Ayelet Fishbach, a professor at the Booth School, and Kaitlin Woolley, who is currently a professor at Cornell University but was a Ph.D. student at Booth at the time of the research, recently published a paper showing that cooperative dining improves business cooperation.
This form of dining requires people to coordinate their actions and be considerate towards others while getting their food; the same kind of cooperation extends to business deals, as people become less competitive when sharing food than when they eat individual dishes.
Fishbach and Woolley invited participants, all of whom were strangers to each other, to take part in the study. They were paired off and half the pairs received one bowl of salsa and one bowl of chips to share while the people in the other pairs each had their own bowls.
One person in each pair was assigned to play management while the other was told to act like a union representative. Their goal was to arrive at a new wage for the union workers within 22 rounds of negotiation with each round representing one day of negotiations. A costly union strike was scheduled to start after the second round.
The experiment found that on average, pairs who shared bowls reached a deal within nine rounds of negotiating while the pairs with their own food took an average of four rounds longer. The pairs that did not share would have cost their firms an extra $1.5 million in losses.
Fishbach and Woolley also found that sharing food is most beneficial to people in ongoing relationships rather than those involved in one-time transactions.

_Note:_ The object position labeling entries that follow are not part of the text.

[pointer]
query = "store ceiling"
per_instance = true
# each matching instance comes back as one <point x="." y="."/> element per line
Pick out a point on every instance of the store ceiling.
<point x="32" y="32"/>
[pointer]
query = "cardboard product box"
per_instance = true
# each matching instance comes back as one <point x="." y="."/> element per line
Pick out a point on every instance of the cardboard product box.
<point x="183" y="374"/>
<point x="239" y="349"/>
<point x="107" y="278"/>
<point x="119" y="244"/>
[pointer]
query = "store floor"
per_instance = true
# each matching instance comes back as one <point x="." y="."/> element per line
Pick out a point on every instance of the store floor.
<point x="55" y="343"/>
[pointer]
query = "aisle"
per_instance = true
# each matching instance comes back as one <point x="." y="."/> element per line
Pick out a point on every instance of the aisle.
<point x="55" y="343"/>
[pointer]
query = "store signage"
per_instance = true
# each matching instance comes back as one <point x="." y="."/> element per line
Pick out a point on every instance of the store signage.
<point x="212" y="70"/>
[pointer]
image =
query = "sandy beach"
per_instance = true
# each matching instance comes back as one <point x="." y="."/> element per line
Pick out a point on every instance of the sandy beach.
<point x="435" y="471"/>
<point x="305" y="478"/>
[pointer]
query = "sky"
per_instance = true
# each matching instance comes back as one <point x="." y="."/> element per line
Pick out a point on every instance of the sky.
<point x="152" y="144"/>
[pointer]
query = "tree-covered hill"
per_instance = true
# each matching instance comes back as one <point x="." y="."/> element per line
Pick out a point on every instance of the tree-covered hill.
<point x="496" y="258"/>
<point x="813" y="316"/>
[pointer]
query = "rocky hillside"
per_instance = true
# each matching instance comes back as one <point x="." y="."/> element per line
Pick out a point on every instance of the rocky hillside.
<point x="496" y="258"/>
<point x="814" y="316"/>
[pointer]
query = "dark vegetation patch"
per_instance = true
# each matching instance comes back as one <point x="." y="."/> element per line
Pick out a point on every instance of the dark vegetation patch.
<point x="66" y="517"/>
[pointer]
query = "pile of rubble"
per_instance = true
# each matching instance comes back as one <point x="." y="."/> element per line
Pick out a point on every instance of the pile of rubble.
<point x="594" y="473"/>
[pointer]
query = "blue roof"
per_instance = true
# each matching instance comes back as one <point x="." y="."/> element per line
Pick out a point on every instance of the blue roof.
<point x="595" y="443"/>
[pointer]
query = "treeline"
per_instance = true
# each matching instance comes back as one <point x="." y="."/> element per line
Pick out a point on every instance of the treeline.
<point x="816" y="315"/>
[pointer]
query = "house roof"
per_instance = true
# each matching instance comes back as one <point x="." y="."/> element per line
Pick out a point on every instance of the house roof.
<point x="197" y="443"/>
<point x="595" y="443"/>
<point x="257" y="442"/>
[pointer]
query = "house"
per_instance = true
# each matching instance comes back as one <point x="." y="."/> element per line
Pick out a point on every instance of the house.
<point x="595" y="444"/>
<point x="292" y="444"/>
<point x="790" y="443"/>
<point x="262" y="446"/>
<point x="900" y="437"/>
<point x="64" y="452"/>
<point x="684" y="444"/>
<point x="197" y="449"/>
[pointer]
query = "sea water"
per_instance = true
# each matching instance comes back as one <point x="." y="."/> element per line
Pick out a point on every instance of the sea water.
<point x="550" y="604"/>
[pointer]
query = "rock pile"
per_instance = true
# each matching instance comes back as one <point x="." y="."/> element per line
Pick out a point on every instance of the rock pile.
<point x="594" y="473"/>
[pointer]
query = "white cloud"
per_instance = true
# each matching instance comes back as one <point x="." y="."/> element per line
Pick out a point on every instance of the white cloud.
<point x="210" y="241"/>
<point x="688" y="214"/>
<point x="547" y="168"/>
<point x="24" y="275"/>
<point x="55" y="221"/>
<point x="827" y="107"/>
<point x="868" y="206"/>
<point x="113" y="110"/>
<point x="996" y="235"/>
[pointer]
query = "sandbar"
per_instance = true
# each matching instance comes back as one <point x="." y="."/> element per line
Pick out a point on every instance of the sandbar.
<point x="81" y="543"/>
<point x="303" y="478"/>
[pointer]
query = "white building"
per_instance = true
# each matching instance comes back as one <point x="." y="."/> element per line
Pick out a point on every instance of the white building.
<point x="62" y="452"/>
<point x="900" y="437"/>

Additionally, the researchers found, there is also such thing as too much or too little food. If a meal is too small to feed every party satisfactorily, then people will feel more competitive and less cooperative. On the other hand, if a meal is large, such as a buffet, the need to consider others’ hunger goes away because there is more than enough for everyone.
“You need to make sure that the kind of meal you share requires you to see how much people want to eat and watch how others respond to your movements,” Fishbach told CNBC. “If you don’t need to look at their plates, you won’t need to cooperate.”